WAGOMU-このブログについて-


WAGOMUというのは、「和」と「和む(なごむ)」から創った造語に、「輪ゴム」という括る対象によってその形状を柔軟に変化させることのできる図像の記号性を与えたものです。このブログは、2009年から「瞑想」というキーワードと向き合いながら広告会社でデザインをしている自分から生まれた造形に言語的アプローチで再解釈を与えることを目的に2015年の年頭にはじめました。
実家が、高野山真言宗という密教系の宗派のお寺であることから、美術大学の卒業製作のテーマとして「阿字観」という瞑想に出会いました。密教では阿字(大日如来を表すサンスクリット文字)と対峙しながら瞑想を行います。他の瞑想のスタイルにおいても、何か1つの対象や動作に意識を集中することで、瞑想を体得するものが多いのです。インターネット社会になり、SNSのタイムラインのようにどんどん流れていく情報が増え、多次元的に脳に取り込む情報の量が日々増えていくようになって久しい現代社会において、グラフィックが「瞑想」と同じような効果を人間の脳に与えることができるのではないか。それが私のコンセプトです。
しかし、このテーマを持ちながらデザインをする自分自身が日々の生活や仕事の中での大量の雑多な情報のインプットによって、1つの図像から受け取るインスピレーションの感度や、表現力が劣化しているのではないかという懸念が生まれました。そこで、図像に対しての感度を鈍らせないために、画材を制限したドローイングと、そこから見出した自分自身の思考の軌跡をブログという形で残すことにしました。ブログを書きついでに瞑想しようというわけです。日によっては更新できない日もあるでしょうが、基本的に1日1投稿を目標に続けていきたいと思っています。

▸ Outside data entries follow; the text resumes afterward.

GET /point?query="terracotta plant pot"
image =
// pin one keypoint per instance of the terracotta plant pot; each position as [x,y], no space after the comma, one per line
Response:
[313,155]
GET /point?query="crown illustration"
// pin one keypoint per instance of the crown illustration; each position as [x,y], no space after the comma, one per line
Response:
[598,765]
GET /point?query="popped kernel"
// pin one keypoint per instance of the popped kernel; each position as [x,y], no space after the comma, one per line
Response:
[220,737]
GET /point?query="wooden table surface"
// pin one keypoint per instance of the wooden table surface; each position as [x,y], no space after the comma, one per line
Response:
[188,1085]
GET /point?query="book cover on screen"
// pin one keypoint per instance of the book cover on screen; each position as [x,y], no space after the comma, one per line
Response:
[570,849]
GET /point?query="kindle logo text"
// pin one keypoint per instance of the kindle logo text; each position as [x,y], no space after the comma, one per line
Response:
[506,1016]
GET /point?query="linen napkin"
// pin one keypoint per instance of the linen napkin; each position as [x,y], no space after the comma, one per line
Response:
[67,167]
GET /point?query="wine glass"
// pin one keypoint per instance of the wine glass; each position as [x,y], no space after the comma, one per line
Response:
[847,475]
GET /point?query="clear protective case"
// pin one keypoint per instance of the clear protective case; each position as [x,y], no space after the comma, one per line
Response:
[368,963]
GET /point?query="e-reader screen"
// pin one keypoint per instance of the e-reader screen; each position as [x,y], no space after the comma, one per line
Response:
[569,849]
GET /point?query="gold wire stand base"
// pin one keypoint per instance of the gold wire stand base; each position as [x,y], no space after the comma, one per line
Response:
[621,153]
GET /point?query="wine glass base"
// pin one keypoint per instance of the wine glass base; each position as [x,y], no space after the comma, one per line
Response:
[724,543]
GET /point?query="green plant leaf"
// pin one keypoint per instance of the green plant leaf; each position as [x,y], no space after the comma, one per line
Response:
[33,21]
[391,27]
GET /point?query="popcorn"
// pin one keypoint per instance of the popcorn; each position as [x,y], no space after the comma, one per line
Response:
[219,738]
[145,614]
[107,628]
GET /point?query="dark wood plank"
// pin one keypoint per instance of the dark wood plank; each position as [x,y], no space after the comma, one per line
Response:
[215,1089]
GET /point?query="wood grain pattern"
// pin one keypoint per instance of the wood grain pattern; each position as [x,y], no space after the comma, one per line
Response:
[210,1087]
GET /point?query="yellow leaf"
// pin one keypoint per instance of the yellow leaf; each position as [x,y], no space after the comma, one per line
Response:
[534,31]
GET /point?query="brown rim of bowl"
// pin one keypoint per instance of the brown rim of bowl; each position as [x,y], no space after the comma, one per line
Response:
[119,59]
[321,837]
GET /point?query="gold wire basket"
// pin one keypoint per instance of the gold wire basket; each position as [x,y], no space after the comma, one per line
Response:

2015.01.03

2015/03/21

歯平線 / TOOTH HORIZON



小さな谷間のあるコロッとした塊。
それは、我々の口の中にたくさんある歯のようだった。
歯は、歯茎のような支持体がないと自立することがでないので、
歯茎色の水平線を引いてみた。
歯が1本しかないからか、それはどこか寂しげな歯平線になった。

成人の歯の本数は、親不知まで入れると32本とされている。
ただ、まれに過剰歯と呼ばれる歯が突如として生えることがあるらしい。
世界でもまれなケースでは、鼻の穴の中に過剰歯が生えたケースや、
脳内の腫瘍の中に歯が出現したというケースもあるようだ。
その話を聞くと、お行儀よく口の中に32本並んで生えてきてくれることが
どれだけありがたいことなのかと思う。
また、歯の硬さは鉄とダイヤモンドの間らしく、様々なものを
噛み砕く必要があるためかなりの強度が必要とされるからだろう。
この強度は、大きさがあれば殺傷能力のある凶器になるレベルである。
考えようによっては、歯は人間が持つ唯一の凶器とも言える。

そういえば、人に噛み付くという愚行に走る人がそうそういないのには、
暗黙知としてそれが凶器にもなりうると理解しているからだろうか。
甘噛みは許されても、本気で噛み付くようなことをしたら
周囲から相当な叱りを受けることは目に見えている。
そして、噛み付くというのは動物的な行動と見られている側面もある。
人間には、デリカシーがある。口の中に食べ物を入れて、
人に見せないように口の中でバキバキに噛み砕く。
それは人間が動物とは違うということを、
噛むという行為の行い方で線引きしているようにも思えてくる。
清廉潔白な白い歯というのも、人間が後から作り出した
歯のシニフィエなのかもしれない。